Na entidade, as previsões indicam ainda que, no segundo semestre de 2020 e em 2021, haverá uma pressão sobre os salários. Ryder, portanto, alertou para os riscos de um fim precipitado dos mecanismos de apoio e subsídios para o pagamento de salários.

"Teremos ainda muita turbulência e incerteza", disse. Para ele, a recuperação da economia e da renda de milhões de pessoas será "dura e longa".

Covid deixará um mundo mais desigual

Nos países onde foram tomadas fortes medidas para preservar o emprego, os efeitos da crise foram sentidos principalmente como quedas nos salários e não como perdas maciças de empregos.

Mas nem todos viram os efeitos da crise da mesma forma. Estimativas baseadas em uma amostra de 28 países europeus constatam que, sem os subsídios salariais, as mulheres teriam perdido 8,1% de seus salários no segundo trimestre de 2020, em comparação com 5,4% para os homens.

"A crise também afetou os trabalhadores com salários mais baixos. Aqueles que exercem profissões menos qualificadas perderam mais horas de trabalho do que os empregos gerenciais e profissionais com salários mais altos", diz a OIT.

Usando dados do grupo de 28 países europeus, o relatório mostra que, sem subsídios temporários, os 50% dos trabalhadores com salários mais baixos teriam perdido cerca de 17,3% de seus salários.

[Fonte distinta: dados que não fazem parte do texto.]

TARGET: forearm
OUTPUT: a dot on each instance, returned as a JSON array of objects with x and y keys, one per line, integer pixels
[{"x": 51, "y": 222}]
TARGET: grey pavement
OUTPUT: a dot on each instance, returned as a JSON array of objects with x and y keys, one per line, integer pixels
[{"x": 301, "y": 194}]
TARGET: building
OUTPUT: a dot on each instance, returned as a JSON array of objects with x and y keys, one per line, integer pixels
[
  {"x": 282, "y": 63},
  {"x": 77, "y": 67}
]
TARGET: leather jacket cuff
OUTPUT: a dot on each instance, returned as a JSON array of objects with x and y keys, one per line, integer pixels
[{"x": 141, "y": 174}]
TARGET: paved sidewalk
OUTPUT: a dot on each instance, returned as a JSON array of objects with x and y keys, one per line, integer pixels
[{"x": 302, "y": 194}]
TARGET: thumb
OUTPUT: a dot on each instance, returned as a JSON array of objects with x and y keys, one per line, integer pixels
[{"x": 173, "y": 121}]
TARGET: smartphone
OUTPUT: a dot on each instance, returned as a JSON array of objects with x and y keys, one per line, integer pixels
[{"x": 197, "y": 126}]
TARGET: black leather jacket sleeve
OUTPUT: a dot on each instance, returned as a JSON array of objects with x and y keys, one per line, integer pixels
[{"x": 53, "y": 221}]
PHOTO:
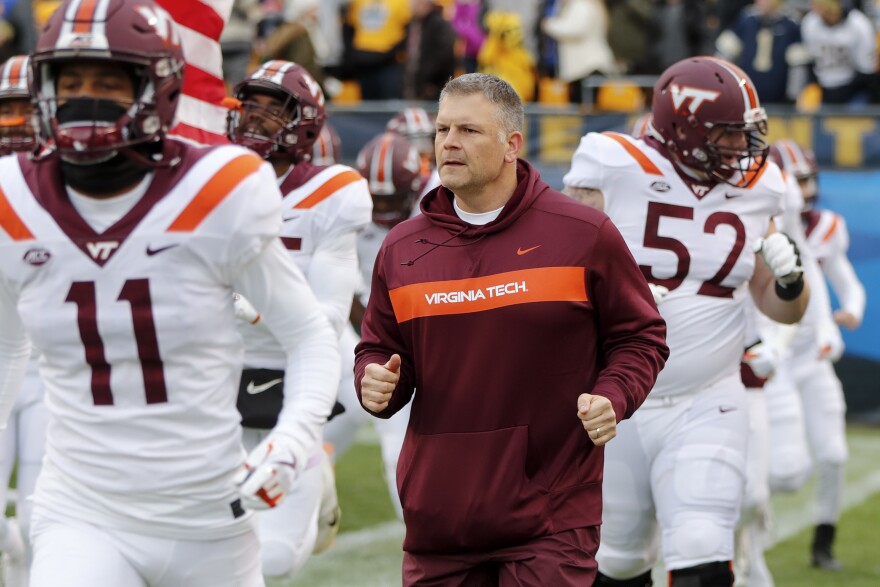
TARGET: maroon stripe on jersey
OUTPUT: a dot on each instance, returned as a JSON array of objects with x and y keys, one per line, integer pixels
[
  {"x": 291, "y": 243},
  {"x": 811, "y": 221}
]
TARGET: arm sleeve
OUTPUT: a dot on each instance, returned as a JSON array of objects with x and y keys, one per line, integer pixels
[
  {"x": 846, "y": 284},
  {"x": 278, "y": 289},
  {"x": 334, "y": 276},
  {"x": 381, "y": 338},
  {"x": 15, "y": 349},
  {"x": 632, "y": 331}
]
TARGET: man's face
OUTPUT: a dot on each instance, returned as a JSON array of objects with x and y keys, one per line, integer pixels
[
  {"x": 469, "y": 153},
  {"x": 266, "y": 119},
  {"x": 95, "y": 79}
]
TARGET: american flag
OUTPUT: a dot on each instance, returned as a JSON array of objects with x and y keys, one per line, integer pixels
[{"x": 200, "y": 116}]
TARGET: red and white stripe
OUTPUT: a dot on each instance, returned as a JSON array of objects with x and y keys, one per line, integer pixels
[{"x": 200, "y": 116}]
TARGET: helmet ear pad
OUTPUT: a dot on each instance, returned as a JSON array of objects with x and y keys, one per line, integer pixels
[
  {"x": 141, "y": 38},
  {"x": 303, "y": 115}
]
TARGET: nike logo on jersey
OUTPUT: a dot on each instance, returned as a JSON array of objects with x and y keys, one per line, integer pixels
[
  {"x": 151, "y": 252},
  {"x": 522, "y": 251},
  {"x": 255, "y": 389}
]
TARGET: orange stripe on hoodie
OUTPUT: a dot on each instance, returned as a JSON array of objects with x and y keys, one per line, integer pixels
[
  {"x": 11, "y": 222},
  {"x": 215, "y": 191},
  {"x": 478, "y": 294},
  {"x": 328, "y": 188},
  {"x": 642, "y": 159}
]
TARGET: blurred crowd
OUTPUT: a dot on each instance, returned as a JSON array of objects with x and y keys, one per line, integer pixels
[{"x": 796, "y": 51}]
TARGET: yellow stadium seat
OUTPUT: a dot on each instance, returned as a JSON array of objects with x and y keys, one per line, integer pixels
[{"x": 619, "y": 96}]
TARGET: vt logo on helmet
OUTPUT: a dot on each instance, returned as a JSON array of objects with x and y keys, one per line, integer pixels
[
  {"x": 707, "y": 113},
  {"x": 91, "y": 125}
]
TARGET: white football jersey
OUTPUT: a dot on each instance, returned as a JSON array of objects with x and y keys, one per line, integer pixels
[
  {"x": 319, "y": 207},
  {"x": 141, "y": 361},
  {"x": 697, "y": 242},
  {"x": 369, "y": 243}
]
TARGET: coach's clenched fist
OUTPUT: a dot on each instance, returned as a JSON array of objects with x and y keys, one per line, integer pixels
[
  {"x": 379, "y": 383},
  {"x": 598, "y": 418}
]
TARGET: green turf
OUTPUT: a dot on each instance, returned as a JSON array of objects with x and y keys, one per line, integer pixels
[
  {"x": 368, "y": 554},
  {"x": 857, "y": 547}
]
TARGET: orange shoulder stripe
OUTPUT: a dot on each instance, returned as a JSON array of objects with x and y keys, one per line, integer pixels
[
  {"x": 642, "y": 159},
  {"x": 831, "y": 229},
  {"x": 752, "y": 176},
  {"x": 478, "y": 294},
  {"x": 328, "y": 188},
  {"x": 11, "y": 222},
  {"x": 214, "y": 192}
]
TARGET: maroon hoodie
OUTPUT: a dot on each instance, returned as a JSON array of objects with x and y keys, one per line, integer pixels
[{"x": 500, "y": 328}]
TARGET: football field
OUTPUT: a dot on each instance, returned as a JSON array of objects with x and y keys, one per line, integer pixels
[{"x": 367, "y": 552}]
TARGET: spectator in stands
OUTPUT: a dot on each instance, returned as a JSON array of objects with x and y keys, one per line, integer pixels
[
  {"x": 430, "y": 51},
  {"x": 630, "y": 33},
  {"x": 505, "y": 55},
  {"x": 580, "y": 27},
  {"x": 842, "y": 43},
  {"x": 238, "y": 39},
  {"x": 298, "y": 38},
  {"x": 467, "y": 21},
  {"x": 377, "y": 46},
  {"x": 766, "y": 44}
]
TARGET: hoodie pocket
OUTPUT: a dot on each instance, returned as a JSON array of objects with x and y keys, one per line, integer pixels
[{"x": 469, "y": 491}]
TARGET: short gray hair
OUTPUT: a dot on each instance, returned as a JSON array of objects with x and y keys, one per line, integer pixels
[{"x": 508, "y": 104}]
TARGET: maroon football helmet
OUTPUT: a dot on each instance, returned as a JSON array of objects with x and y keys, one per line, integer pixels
[
  {"x": 298, "y": 121},
  {"x": 139, "y": 36},
  {"x": 391, "y": 165},
  {"x": 699, "y": 100},
  {"x": 327, "y": 150},
  {"x": 16, "y": 112},
  {"x": 801, "y": 163},
  {"x": 417, "y": 126}
]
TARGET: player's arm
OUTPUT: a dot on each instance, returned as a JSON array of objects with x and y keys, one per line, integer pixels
[
  {"x": 778, "y": 285},
  {"x": 334, "y": 275},
  {"x": 15, "y": 349},
  {"x": 589, "y": 196}
]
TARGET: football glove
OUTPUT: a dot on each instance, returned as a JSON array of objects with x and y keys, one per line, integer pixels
[
  {"x": 244, "y": 310},
  {"x": 268, "y": 473},
  {"x": 659, "y": 292}
]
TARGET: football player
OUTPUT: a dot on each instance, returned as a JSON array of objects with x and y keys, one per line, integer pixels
[
  {"x": 25, "y": 436},
  {"x": 816, "y": 344},
  {"x": 120, "y": 249},
  {"x": 391, "y": 165},
  {"x": 417, "y": 126},
  {"x": 280, "y": 114},
  {"x": 694, "y": 200}
]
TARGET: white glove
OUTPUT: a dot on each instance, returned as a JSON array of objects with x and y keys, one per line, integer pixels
[
  {"x": 268, "y": 473},
  {"x": 781, "y": 257},
  {"x": 762, "y": 358},
  {"x": 244, "y": 310},
  {"x": 659, "y": 292},
  {"x": 829, "y": 340}
]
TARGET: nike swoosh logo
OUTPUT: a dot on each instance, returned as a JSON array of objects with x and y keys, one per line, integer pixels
[
  {"x": 255, "y": 389},
  {"x": 151, "y": 252}
]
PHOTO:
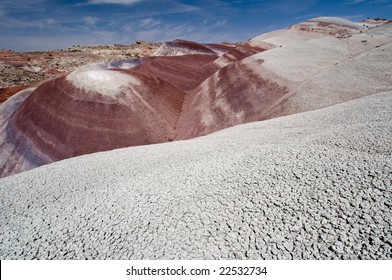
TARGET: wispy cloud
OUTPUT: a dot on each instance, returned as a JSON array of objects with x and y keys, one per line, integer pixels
[
  {"x": 353, "y": 2},
  {"x": 90, "y": 20},
  {"x": 148, "y": 22},
  {"x": 122, "y": 2},
  {"x": 221, "y": 22}
]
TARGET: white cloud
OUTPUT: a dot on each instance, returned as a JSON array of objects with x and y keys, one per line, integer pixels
[
  {"x": 221, "y": 22},
  {"x": 90, "y": 20},
  {"x": 352, "y": 2},
  {"x": 122, "y": 2},
  {"x": 150, "y": 22}
]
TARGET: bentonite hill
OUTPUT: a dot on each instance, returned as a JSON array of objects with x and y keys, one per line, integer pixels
[{"x": 275, "y": 148}]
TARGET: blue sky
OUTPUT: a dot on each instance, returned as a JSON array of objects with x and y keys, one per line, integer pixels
[{"x": 42, "y": 24}]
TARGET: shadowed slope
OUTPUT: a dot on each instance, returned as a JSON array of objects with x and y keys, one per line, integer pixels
[
  {"x": 197, "y": 89},
  {"x": 61, "y": 119}
]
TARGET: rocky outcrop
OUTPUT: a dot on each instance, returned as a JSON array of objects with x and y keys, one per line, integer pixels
[{"x": 190, "y": 89}]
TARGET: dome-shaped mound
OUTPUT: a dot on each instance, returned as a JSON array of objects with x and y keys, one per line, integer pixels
[{"x": 91, "y": 111}]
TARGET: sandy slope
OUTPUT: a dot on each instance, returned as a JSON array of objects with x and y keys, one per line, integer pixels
[{"x": 310, "y": 185}]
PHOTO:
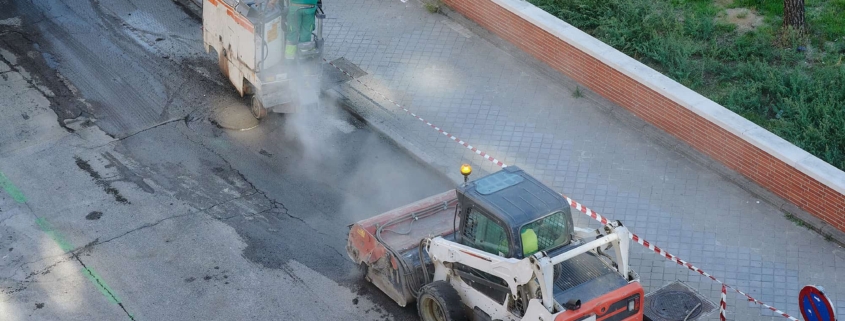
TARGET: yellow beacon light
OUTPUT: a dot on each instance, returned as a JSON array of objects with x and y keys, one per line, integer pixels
[{"x": 466, "y": 170}]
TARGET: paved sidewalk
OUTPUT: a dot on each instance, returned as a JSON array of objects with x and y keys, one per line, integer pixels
[{"x": 582, "y": 146}]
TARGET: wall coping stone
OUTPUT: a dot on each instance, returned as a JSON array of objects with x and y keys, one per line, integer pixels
[{"x": 752, "y": 133}]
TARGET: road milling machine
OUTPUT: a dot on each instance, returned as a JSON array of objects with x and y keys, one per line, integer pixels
[{"x": 270, "y": 50}]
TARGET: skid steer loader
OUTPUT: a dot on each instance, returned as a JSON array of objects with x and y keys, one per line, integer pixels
[
  {"x": 269, "y": 49},
  {"x": 502, "y": 247}
]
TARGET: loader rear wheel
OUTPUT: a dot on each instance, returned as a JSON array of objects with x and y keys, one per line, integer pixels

Para Guy Ryder, Diretor-Geral da OIT, um dos impactos dessa realidade deve ser o crescimento da desigualdade, ameaçando deixar como legado da crise uma maior pobreza e instabilidade social e econômica que seriam "devastadores".

"Sem subsídios, o montante médio dos salários perdidos em todos os grupos teria sido de 6,5%. Entretanto, os subsídios salariais compensaram 40% deste montante", diz a OIT.

"Nossa estratégia de recuperação deve ser centrada no ser humano. Precisamos de políticas salariais adequadas que levem em conta a sustentabilidade dos empregos e das empresas, e também enfrentem as desigualdades e a necessidade de sustentar a demanda". Se quisermos construir um futuro melhor, devemos também lidar com algumas perguntas desconfortáveis sobre por que empregos com alto valor social, como cuidadores e professores, estão muitas vezes ligados a baixos salários".